158 白夜前の静寂
ゆっくりと目を開いた。
どうやら気絶してしまったようだ。
意識を取り戻した時に、医師、もしくは看護師に何度か質問を受け、飛行機に乗せられた。何処へ運ばれるのだろうか。日本に行きたいと呟いた気がする。もしかして日本だろうか。
飛行機から降りた後は車に乗せられた。外界の様子を伺い知る事は出来なかったが、謎の安堵に包まれるのを感じた。何故か第二の故郷に帰ってきた気がした。
ずっと意識がぼんやりとしていて、思考が安定してきた時には診断室のような場所にいた。そこで少し医者と話をした。精神異常者のふりをしたつもりはなかったが、精神が可笑しくなっていたのは事実で、これからの生活は精神病院で過ごす事に決まったようだった。
ここで生涯を終えるかもしれない。その事に対して妙な納得感があった。
自分の最後には合っている場所で相応しい末路であると、……そう感じたのだ。
与えられた部屋は、不思議な場所だっだ。
形状は円形のドーム型の広い部屋で、中間には透明な仕切りがあり、奥が生活スペースになっていた。カラフルなクッションがまばらに置かれていて、様々な姿勢で寛ぐことが出来た。仕切りで目隠しされた奥には洋式のトイレ。シャワー室は流石に無かった。言えば貸してくれるのだろうか。部屋は抗菌されているようで、一週間に一度、シャワーを浴びられればいいか。
少し現実逃避をしたら、少し前向きになった。
ここでの生活も悪くないかもしれない。
それから時間を喪失した生活が始まった。
体内に埋め込まれたナノマシンのネット及びオンライン機能はロックしたと言われたので、己の体は今まで通りの感覚。外の情報を調べる事が出来ず、テレビ等の電子機器はNG。その為、担当の看護師に本を頼んだ。ひたすら日本語の小説を読み漁り、何時の間にか活字全般を難なく読めるようになった。今までの趣味と言えば、映画が基本ではあったが、本を読み漁る生活も悪くはなかった。
一日、一週間、一か月、もう一年は経っただろうか。
ちゃんと数えれば正確な時期、時刻など容易にわかったが、時間というものが意味を無くして、ここに来てからどれだけ時間が経ったのかわからなくなっていた。
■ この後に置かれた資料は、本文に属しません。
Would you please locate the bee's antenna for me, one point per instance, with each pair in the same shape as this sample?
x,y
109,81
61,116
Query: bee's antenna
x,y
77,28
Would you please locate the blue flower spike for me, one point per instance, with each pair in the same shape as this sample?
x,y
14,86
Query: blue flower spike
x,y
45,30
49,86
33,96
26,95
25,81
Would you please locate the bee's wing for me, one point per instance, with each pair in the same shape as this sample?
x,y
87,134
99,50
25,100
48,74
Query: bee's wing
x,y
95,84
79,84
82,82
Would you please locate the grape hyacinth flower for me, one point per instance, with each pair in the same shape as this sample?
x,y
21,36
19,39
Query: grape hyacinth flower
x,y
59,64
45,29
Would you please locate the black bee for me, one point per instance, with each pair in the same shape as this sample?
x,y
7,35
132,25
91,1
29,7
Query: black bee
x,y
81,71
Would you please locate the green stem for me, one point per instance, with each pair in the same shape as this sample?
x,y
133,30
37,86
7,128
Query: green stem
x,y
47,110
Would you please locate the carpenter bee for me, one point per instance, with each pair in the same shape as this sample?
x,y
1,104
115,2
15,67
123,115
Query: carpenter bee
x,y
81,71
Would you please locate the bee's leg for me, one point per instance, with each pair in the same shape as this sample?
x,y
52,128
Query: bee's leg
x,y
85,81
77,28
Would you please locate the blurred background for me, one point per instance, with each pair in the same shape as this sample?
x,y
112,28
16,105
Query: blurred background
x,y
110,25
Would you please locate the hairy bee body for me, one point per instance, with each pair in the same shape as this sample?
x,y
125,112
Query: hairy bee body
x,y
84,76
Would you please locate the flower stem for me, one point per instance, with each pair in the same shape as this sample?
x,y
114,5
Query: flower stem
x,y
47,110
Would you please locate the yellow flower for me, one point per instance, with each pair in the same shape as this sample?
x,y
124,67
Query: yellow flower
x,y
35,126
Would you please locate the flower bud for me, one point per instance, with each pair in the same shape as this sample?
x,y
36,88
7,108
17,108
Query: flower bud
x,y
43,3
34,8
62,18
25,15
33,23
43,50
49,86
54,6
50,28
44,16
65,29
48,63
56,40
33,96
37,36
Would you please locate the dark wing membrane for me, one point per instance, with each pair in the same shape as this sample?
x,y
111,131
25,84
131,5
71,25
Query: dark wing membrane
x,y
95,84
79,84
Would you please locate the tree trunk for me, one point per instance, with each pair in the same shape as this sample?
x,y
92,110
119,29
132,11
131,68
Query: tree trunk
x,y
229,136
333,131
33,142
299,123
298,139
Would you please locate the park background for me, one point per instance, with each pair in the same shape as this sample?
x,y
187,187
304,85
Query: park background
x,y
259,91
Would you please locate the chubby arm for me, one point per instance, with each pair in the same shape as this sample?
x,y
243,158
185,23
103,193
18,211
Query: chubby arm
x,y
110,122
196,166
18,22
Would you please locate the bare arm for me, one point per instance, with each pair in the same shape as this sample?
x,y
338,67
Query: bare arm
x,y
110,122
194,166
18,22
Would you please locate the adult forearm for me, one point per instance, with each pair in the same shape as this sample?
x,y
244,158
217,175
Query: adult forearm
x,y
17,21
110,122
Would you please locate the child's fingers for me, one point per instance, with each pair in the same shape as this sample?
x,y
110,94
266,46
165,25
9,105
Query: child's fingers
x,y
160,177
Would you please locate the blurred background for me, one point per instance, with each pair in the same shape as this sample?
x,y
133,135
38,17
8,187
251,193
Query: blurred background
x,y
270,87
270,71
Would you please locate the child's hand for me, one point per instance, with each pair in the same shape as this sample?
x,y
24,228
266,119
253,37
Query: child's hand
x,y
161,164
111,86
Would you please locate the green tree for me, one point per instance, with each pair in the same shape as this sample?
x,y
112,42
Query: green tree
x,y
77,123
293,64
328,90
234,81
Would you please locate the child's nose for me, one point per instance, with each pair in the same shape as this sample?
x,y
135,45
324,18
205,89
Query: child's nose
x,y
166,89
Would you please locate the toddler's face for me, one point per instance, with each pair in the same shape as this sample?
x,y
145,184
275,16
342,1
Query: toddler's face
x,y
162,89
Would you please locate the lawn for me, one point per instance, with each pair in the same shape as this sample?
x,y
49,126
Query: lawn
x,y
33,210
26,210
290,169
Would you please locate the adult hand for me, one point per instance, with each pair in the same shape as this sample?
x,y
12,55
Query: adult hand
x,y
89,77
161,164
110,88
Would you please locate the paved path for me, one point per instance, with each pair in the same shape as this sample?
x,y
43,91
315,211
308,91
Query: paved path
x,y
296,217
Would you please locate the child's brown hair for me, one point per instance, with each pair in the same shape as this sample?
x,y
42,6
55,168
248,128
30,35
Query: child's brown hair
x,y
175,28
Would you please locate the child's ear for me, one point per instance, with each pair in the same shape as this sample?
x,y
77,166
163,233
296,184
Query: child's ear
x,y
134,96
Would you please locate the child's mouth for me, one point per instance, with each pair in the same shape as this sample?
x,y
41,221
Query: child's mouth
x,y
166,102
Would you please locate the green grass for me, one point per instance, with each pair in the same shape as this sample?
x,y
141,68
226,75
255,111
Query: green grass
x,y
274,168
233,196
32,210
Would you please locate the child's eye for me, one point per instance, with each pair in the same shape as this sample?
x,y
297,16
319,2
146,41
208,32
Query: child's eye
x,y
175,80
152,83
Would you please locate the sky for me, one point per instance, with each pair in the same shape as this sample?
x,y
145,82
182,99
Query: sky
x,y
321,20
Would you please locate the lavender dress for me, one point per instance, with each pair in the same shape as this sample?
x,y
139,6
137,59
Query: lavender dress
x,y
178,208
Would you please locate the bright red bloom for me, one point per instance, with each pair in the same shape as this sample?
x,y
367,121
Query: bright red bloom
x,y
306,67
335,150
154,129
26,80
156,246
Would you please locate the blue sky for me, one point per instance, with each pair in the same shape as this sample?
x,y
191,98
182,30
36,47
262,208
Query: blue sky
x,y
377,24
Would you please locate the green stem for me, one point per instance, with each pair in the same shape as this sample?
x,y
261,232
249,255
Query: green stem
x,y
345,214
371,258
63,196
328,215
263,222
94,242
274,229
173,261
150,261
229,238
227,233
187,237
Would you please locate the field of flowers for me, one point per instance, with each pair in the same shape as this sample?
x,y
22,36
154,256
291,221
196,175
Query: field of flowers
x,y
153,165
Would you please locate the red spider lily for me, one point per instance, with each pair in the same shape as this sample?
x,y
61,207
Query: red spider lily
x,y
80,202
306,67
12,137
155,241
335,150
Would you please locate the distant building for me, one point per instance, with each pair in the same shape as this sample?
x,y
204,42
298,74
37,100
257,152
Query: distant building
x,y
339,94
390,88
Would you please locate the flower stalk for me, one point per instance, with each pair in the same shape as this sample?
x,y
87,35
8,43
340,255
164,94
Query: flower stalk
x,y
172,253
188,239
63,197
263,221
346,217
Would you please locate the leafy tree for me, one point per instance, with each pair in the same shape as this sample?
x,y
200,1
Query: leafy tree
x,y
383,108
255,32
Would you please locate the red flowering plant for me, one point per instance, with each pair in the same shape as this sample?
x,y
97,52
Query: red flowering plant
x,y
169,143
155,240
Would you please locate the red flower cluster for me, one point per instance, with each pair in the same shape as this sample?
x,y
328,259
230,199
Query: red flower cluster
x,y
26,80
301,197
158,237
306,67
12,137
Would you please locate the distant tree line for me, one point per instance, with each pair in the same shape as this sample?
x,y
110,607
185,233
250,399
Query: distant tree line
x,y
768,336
同じことをしていれば飽きが来るもので、自分の中に飢えを感じる事があった。
「男が……男が足りない」
男という存在をここまで意識した事はなかった。
ゲイである事を誰かにカミングアウトするつもりもなかったし、同性と付き合うつもりもなかった。まぁ、あの会場でぶちまけてしまった訳だが、もうあの時の事はどうでもい。……にしても、心の何処かで欲しい時には何時でも男が手に入ると高を括っている節があったのかもしれない。男がこの世にいない事が、物凄く絶望的で、男に飢えて飢えて仕方がなかった。
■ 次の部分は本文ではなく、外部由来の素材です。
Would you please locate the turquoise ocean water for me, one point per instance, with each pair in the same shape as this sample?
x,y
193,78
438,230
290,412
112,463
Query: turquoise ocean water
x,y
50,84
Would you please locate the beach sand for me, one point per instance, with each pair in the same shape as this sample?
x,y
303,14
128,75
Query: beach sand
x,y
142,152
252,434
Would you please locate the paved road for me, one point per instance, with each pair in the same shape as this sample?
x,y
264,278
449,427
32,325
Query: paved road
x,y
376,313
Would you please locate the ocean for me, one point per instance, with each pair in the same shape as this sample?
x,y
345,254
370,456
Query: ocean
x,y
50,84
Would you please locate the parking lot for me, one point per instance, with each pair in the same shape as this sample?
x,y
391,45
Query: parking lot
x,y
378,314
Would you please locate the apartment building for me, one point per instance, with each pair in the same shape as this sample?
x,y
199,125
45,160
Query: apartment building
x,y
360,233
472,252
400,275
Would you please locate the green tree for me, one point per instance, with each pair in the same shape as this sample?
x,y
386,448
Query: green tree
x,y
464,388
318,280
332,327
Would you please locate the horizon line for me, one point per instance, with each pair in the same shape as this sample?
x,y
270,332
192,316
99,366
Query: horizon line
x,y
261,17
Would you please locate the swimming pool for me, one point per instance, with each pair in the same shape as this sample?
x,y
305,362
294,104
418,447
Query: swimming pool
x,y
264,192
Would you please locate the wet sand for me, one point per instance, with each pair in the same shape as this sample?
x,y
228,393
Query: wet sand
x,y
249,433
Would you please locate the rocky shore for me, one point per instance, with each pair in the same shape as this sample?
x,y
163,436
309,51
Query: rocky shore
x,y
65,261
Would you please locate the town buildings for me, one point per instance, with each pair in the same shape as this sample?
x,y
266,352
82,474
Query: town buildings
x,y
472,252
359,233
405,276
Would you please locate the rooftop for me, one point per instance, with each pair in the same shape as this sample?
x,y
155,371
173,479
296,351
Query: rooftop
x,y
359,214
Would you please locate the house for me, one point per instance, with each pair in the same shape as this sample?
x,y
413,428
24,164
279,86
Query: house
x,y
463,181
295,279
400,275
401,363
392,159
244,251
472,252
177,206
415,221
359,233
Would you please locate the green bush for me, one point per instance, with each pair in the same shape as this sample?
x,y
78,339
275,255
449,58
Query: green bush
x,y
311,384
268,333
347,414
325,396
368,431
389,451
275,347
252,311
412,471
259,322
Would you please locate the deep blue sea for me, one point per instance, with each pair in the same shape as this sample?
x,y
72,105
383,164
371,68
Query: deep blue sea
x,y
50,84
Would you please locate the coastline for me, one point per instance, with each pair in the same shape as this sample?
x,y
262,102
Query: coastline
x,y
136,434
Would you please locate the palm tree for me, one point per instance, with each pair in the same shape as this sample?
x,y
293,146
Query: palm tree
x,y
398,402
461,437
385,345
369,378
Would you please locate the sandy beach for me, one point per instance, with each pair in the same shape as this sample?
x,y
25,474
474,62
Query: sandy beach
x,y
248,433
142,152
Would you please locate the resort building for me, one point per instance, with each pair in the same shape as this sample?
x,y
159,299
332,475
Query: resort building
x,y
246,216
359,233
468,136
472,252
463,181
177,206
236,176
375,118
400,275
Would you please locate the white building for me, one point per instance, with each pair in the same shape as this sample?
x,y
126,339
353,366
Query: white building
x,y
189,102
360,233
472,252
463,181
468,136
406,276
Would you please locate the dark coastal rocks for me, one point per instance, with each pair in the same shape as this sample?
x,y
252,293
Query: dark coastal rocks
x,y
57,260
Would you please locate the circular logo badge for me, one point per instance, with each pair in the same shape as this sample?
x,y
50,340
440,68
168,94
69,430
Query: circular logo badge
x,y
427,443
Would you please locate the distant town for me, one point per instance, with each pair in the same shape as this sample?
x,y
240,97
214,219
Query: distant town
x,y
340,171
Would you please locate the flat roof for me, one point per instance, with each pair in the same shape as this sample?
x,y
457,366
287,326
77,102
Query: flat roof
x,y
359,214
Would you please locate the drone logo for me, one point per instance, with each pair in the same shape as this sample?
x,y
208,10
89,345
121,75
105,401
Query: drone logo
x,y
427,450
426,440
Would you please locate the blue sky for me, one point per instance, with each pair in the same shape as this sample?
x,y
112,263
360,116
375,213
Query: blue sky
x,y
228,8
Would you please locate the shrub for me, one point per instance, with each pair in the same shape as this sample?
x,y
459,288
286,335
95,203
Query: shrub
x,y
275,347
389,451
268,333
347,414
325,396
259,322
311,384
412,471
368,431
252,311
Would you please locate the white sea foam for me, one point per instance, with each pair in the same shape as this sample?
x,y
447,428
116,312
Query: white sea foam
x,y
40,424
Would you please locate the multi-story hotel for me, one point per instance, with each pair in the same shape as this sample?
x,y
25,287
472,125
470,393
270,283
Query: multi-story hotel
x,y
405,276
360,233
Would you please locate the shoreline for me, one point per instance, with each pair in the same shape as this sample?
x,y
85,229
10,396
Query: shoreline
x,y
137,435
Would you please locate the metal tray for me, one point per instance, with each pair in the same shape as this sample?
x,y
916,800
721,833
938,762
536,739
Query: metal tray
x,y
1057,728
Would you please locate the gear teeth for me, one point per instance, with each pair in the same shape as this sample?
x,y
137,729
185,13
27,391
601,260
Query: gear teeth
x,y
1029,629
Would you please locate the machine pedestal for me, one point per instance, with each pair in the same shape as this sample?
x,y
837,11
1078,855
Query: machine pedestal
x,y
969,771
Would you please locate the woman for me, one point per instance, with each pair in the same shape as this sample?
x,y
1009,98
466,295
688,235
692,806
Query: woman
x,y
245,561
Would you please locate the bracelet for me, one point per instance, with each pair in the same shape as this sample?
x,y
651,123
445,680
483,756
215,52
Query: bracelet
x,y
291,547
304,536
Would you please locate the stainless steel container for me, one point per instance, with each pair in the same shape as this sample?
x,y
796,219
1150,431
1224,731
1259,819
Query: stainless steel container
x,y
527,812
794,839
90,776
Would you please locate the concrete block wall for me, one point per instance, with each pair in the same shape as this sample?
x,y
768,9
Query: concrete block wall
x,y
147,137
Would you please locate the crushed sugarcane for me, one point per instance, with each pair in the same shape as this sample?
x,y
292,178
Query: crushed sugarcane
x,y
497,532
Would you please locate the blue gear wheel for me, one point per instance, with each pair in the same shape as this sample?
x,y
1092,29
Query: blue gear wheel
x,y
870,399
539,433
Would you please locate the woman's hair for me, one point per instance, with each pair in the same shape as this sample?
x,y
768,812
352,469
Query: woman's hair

いつもの看護師さんに、マッチョの写真集を頼んだら持ってきてくれるだろうか。いや、そんな恥ずかしい事は言えない。ここは我慢するしかないのか。
「春希の事……抱いておけばよかったかな」
相手もまんざらではなかったし。……なんてな。
アレはただのジャパニーズジョークだ。
「……!?」
ある事を思いだした。
そういえば、かなり長い間、煙草を吸っていない。
すげぇ……禁煙出来ている。
「でも、やっぱ吸いてぇかな」
また、だらしなく横になる。
それでも筋トレは欠かしていなかった。生活習慣もあるだろうが、前の施設で上手く走れなかった事に悔いがあった。
やはりいつ何時も動けない体はダメだと思ったのだ。
時間が無尽蔵に経ったある日、僕はいつもの看護師にある事を尋ねた。
何て事はない質問だ。
自分の年齢を尋ねたのだ。
「えっと、エーデルさんは現在四十五歳ですね」
廃墟で殺りやってから、自分の体は四年が経過したようだ。
それから看護師は、近々面会を希望している日本人が来ると告げた。
……面会? ……日本人が? 何の為に。僕に何の用だ。
少なからず動揺している自分がいた。
しかしこの動揺は、水面の波紋でしかなかった。
そうなんだ。僕はここで君に出会ったんだ……。